It’s no secret that I love natural history museums. The creepier the better. But time doesn’t always allow for trips of leisure so getting to visit a new natural history museum is a pretty big deal for me.
Last week I took a break away from my project and hopped on the Eurostar to Paris. Along with seeing all the typical tourist sights I just couldn’t leave without seeing the Galeries d’Anatomie Comparée et de Paléontologie, one of the four museums that make up the National Museum of Natural History.
Whether you’re a die-hard bones and fossils fan or not at all, this collection is really a sight to behold. As you walk in to the main gallery you’re greeted by what could only be described as an army of skeletons. Each one stares forward, almost menacingly, as you enter and begin to absorb the grandeur of the gallery.

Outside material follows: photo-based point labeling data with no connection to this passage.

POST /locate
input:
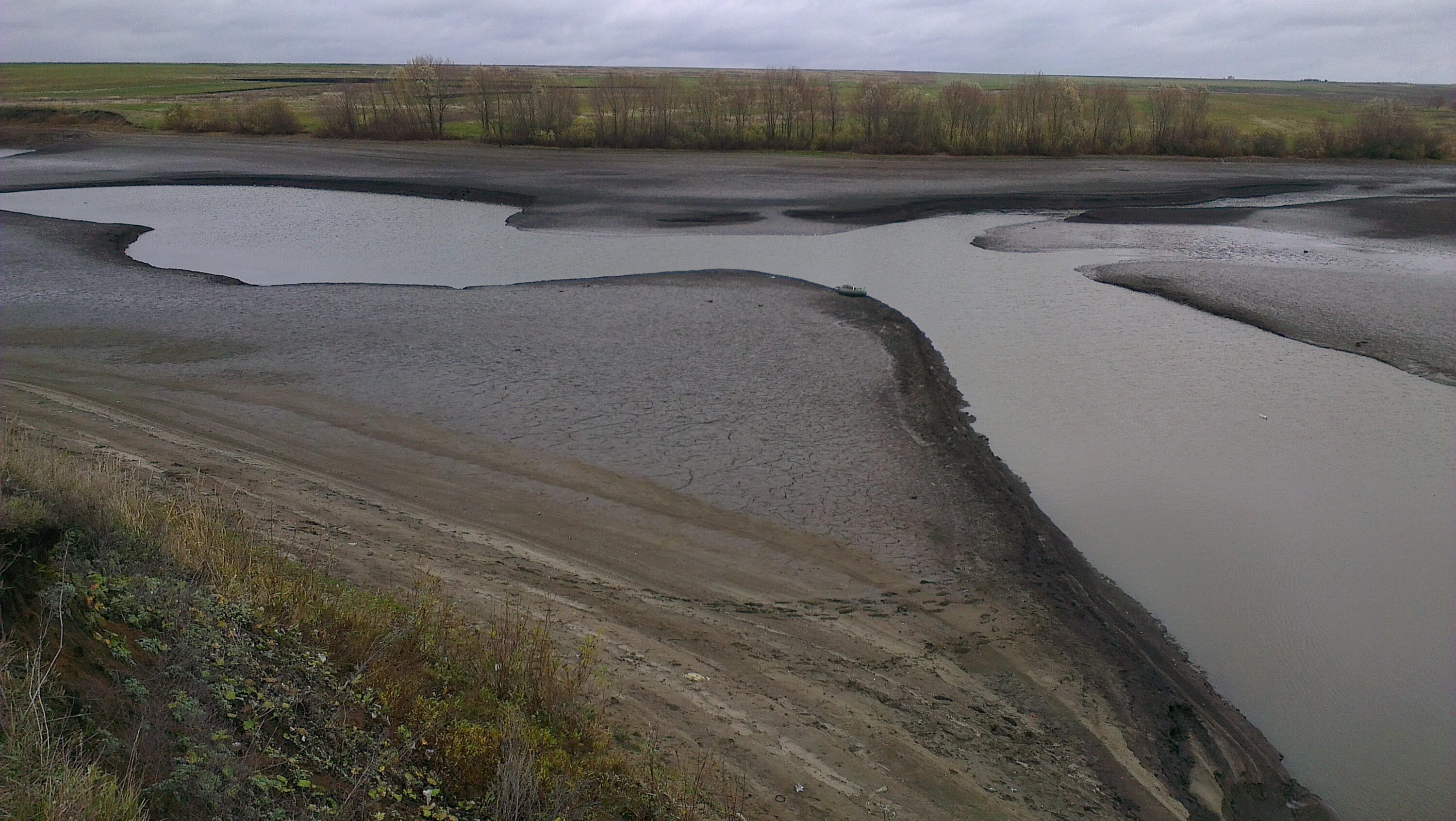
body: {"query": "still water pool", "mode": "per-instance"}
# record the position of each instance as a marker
(1286, 510)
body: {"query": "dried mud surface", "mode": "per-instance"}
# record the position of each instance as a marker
(724, 473)
(743, 193)
(1369, 276)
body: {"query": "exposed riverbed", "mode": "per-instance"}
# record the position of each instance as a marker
(1302, 558)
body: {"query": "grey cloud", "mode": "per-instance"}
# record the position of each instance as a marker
(1400, 40)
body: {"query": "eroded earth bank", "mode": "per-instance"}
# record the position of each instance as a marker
(724, 473)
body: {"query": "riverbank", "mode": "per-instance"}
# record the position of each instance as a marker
(689, 191)
(873, 596)
(1368, 276)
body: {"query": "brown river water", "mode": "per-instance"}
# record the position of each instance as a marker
(1288, 511)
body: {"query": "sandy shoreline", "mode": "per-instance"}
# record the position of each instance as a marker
(876, 596)
(1368, 276)
(1023, 629)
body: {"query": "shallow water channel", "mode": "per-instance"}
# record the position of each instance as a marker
(1305, 559)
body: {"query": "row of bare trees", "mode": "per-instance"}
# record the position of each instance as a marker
(788, 108)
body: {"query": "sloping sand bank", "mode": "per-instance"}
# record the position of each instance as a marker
(874, 599)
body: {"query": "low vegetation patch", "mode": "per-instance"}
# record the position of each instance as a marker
(162, 660)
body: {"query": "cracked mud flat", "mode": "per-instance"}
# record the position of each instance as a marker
(1371, 276)
(897, 615)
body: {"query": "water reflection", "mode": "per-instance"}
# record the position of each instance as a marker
(1288, 511)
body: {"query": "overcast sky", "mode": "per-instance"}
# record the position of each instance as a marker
(1350, 40)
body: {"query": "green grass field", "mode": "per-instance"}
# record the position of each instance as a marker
(142, 92)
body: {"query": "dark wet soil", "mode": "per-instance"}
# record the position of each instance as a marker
(829, 468)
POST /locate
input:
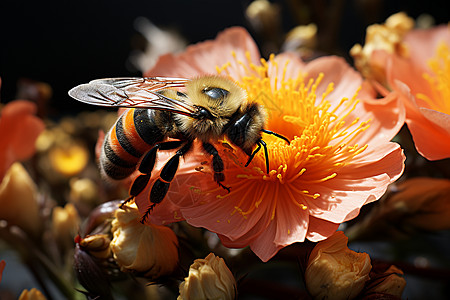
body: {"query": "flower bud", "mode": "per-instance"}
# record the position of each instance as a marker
(32, 294)
(18, 203)
(390, 282)
(388, 37)
(334, 271)
(83, 191)
(208, 278)
(65, 222)
(69, 158)
(413, 205)
(148, 249)
(97, 245)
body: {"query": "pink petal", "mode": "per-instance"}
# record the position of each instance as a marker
(19, 129)
(320, 229)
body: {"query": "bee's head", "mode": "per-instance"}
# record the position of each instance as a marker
(216, 99)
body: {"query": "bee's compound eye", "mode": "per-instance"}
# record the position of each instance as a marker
(203, 113)
(215, 93)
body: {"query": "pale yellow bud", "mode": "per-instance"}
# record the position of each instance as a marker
(390, 282)
(32, 294)
(98, 245)
(65, 223)
(18, 194)
(387, 37)
(302, 39)
(69, 158)
(208, 278)
(336, 272)
(263, 15)
(148, 249)
(83, 190)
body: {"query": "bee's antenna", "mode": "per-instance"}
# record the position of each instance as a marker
(266, 154)
(276, 134)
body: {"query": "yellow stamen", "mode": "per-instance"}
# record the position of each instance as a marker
(322, 138)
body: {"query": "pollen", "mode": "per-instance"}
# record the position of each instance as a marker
(439, 81)
(321, 134)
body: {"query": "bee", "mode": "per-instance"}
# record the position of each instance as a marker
(207, 108)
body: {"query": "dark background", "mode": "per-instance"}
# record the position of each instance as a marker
(67, 43)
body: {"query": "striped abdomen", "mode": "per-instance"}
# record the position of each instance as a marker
(134, 133)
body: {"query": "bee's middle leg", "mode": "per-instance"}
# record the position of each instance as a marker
(146, 166)
(217, 165)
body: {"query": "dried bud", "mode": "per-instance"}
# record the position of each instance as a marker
(301, 39)
(97, 245)
(334, 271)
(65, 222)
(414, 205)
(388, 37)
(91, 275)
(18, 203)
(32, 294)
(390, 282)
(100, 218)
(148, 249)
(208, 278)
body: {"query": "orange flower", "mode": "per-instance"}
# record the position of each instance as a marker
(339, 158)
(422, 79)
(19, 129)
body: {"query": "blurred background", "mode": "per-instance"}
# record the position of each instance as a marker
(65, 43)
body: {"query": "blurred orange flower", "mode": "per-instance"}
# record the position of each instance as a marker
(339, 158)
(422, 79)
(19, 129)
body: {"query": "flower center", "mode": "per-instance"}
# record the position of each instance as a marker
(321, 134)
(439, 81)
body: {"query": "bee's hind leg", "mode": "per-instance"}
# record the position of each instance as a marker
(162, 184)
(217, 165)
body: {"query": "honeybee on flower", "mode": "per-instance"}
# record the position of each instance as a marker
(339, 157)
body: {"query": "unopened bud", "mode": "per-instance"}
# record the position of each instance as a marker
(151, 250)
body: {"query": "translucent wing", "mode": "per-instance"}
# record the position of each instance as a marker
(133, 92)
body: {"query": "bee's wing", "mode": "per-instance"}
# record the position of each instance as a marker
(133, 92)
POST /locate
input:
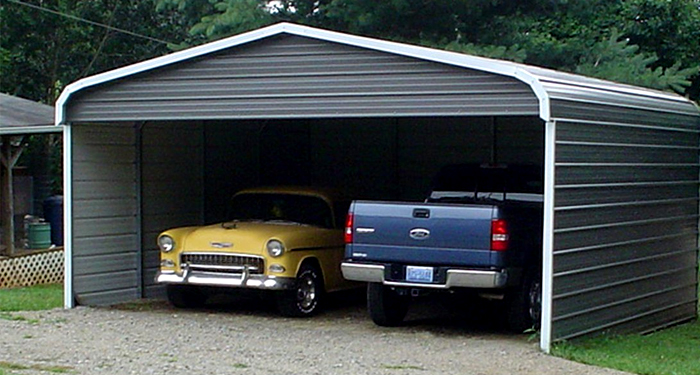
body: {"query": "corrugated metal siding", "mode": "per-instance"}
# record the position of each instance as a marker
(172, 189)
(295, 77)
(626, 219)
(105, 236)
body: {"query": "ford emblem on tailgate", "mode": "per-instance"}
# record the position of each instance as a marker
(419, 233)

Cabinets lining the walls are arranged so elegantly with each specimen identified by a handwritten label. Despite all common names being in French and me not having one word of it, I managed to identify the unfamiliar beasts by their Latin binomials. Although it’s a “dead language”, Latin as it is used in taxonomy is on a par with music notes and maths symbols in its ability to transcend language barriers and be the universal language of biodiversity – something I could dedicate a whole other post to! But for now, back to the bones.
There’s something for everyone with cabinets dedicated to the breadth of the animal kingdom. My favourite of were the tiny bat skeletons in the photo above. The crania were no bigger than my thumb, and the minute teeth lining the jaws were mesmerising.

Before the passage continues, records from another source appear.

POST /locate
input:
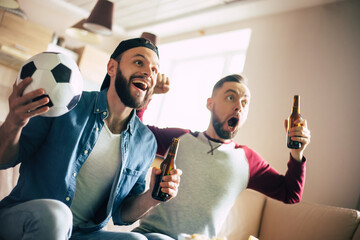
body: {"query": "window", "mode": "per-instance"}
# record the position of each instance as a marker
(193, 67)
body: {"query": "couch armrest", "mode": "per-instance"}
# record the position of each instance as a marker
(245, 216)
(307, 221)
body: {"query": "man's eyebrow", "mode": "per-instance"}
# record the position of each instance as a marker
(235, 92)
(142, 56)
(232, 90)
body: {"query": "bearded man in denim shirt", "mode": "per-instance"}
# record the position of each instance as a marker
(88, 165)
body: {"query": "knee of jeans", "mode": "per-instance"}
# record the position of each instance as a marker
(55, 215)
(138, 236)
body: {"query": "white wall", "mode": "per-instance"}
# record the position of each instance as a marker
(315, 53)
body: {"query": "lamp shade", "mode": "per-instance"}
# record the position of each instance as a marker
(11, 4)
(100, 19)
(77, 31)
(150, 36)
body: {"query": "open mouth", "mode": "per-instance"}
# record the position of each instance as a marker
(232, 122)
(141, 85)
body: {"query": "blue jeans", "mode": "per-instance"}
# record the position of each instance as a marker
(41, 219)
(106, 235)
(101, 235)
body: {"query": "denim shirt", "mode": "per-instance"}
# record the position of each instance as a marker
(52, 151)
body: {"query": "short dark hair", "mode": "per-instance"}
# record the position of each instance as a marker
(230, 78)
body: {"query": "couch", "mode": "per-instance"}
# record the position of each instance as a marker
(262, 217)
(268, 219)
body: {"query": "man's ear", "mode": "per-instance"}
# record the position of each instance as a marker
(209, 104)
(112, 67)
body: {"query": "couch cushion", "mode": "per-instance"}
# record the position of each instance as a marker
(245, 216)
(307, 221)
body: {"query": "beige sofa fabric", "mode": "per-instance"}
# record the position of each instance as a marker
(307, 221)
(245, 217)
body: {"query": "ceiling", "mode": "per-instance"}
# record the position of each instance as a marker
(165, 18)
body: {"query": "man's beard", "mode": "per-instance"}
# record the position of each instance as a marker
(219, 127)
(123, 86)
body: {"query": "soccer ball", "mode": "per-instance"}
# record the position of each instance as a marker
(59, 76)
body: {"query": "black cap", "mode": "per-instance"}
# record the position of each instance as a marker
(124, 46)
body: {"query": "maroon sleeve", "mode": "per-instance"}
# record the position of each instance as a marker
(287, 188)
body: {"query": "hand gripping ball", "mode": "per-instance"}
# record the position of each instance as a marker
(59, 76)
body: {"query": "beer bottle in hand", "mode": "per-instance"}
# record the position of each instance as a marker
(295, 115)
(166, 166)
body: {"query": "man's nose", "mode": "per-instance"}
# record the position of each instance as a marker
(238, 108)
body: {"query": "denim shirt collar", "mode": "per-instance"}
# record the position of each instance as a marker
(101, 108)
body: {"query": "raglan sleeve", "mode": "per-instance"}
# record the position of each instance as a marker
(287, 188)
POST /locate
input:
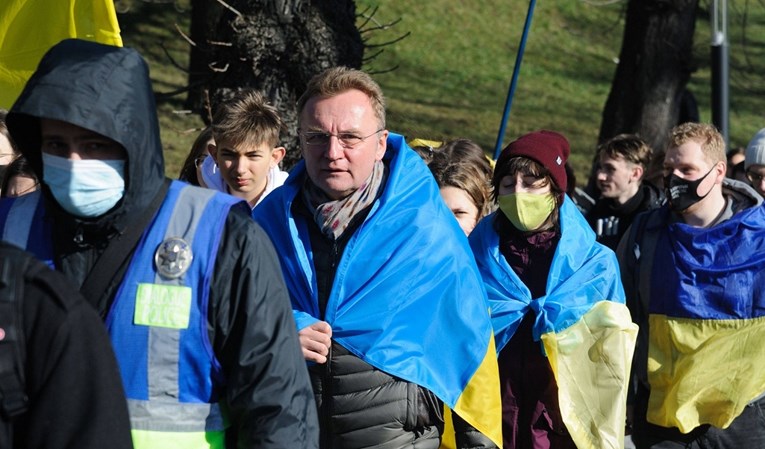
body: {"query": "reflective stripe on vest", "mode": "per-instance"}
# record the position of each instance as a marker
(159, 328)
(24, 225)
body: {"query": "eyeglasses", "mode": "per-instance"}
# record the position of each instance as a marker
(321, 139)
(754, 178)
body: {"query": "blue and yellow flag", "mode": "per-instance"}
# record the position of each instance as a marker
(582, 321)
(407, 298)
(707, 322)
(28, 28)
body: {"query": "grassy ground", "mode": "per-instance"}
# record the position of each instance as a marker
(454, 69)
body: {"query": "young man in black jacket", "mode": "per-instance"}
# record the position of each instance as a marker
(59, 382)
(189, 286)
(386, 294)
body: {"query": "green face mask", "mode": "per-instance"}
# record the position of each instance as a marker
(527, 211)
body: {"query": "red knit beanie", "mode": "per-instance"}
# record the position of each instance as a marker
(545, 147)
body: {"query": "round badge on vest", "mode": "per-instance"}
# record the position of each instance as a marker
(173, 257)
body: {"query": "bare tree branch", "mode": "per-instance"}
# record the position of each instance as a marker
(398, 39)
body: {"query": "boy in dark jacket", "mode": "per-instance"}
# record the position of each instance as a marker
(622, 162)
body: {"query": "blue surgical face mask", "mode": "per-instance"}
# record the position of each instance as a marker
(84, 188)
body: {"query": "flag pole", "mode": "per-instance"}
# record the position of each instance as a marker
(514, 80)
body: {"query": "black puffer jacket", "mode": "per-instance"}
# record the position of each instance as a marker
(107, 90)
(610, 221)
(70, 375)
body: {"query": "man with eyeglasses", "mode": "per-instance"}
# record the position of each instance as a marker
(388, 301)
(754, 162)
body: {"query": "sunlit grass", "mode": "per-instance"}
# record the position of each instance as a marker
(455, 67)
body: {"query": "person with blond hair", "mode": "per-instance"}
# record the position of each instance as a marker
(463, 178)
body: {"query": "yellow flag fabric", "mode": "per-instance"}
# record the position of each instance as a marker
(599, 347)
(703, 371)
(480, 403)
(28, 28)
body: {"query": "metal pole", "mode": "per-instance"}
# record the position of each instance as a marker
(719, 62)
(514, 80)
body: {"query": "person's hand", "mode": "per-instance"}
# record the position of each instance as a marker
(315, 341)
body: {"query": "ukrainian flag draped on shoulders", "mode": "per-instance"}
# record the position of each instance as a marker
(28, 28)
(407, 297)
(582, 321)
(707, 321)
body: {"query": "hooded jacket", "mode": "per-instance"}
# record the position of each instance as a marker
(695, 276)
(107, 90)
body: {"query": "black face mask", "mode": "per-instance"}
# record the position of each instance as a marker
(682, 193)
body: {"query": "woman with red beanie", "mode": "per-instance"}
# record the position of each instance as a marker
(564, 336)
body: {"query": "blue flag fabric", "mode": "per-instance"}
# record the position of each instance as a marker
(409, 300)
(583, 272)
(583, 324)
(711, 273)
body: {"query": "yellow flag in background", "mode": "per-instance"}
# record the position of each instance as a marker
(28, 28)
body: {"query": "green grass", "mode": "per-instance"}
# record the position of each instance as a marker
(454, 69)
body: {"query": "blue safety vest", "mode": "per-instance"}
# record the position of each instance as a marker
(158, 324)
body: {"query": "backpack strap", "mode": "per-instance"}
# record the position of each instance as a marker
(643, 239)
(13, 397)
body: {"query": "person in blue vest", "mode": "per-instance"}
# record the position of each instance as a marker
(693, 273)
(390, 306)
(188, 285)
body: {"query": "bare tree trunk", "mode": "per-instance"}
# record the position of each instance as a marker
(655, 64)
(274, 46)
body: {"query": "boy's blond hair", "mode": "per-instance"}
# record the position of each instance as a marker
(706, 135)
(248, 118)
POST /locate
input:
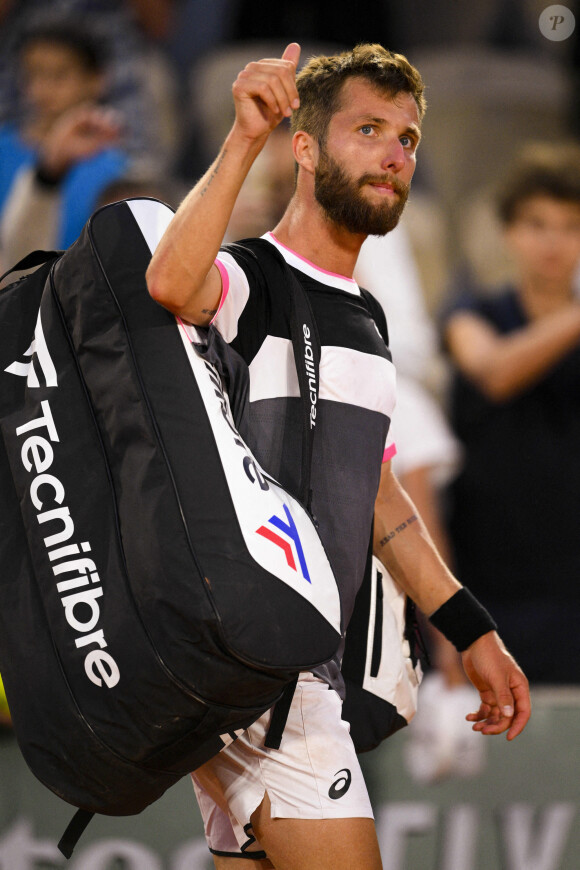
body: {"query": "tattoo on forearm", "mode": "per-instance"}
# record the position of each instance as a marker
(397, 530)
(213, 173)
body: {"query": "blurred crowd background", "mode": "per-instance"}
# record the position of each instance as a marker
(103, 99)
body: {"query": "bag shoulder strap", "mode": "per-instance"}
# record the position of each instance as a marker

The gallery upstairs is filled with extinct animals, from as far back in time as the early tetrapod Eryops to dinosaurs and Pleistocene mammoths. There’s even a Diplodocus guarding the front entrance to the gallery similar to Dippy at the NHM in London! For dino fans there’s also complete Allosaurus and Iguanodon skeletons, alongside Sauropod legs and skulls of a T. rex and a Triceratops. But if you’re more pulled by the recent, there’s Quaternary carnivores, Mastodons, and the giant Irish Elk to admire.
Despite dinosaurs being a sure way to draw many children into studies of comparative anatomy, even downstairs among the skeletons kids were falling over themselves with excitement and interest. I could not conceive a more magnificent way to present this branch of science to young minds.
The walls of the uppermost balcony (seen in the picture above) are lined with cabinets containing invertebrate fossils, again wonderfully displayed and labelled. Everything from ammonites to brachiopods and bivalves, but the spectacular preservation of trilobites will always catches my eye. Here, there were so many different species to witness, with some fossilised flat on the substrate like those in the photo below, and others curled up in little balls.
Everything displayed in the galleries just begs to be photographed and the visit really allowed me to combine my passions of palaeontology and photography. With all the more tourist-y attractions ticked off my list I would love to return and visit the remaining three galleries of the National Museum of Natural History, particularly the Grand Gallery of Evolution.
If you ever do find yourself in Paris and fancy a visit, this and the other galleries that make up the Muséum National D’Historie Naturelle can be found at the Botanical Gardens (Jardin des Plantes). Students under 26 years of age are admitted free of charge, otherwise you’ll need to pay into each museum separately. I could not recommend this museum more as a place to spend an hour of two while in Paris. I guarantee you will be blown away by the magnificent array of skeletons no matter what your interest in anatomy or palaeontology may be.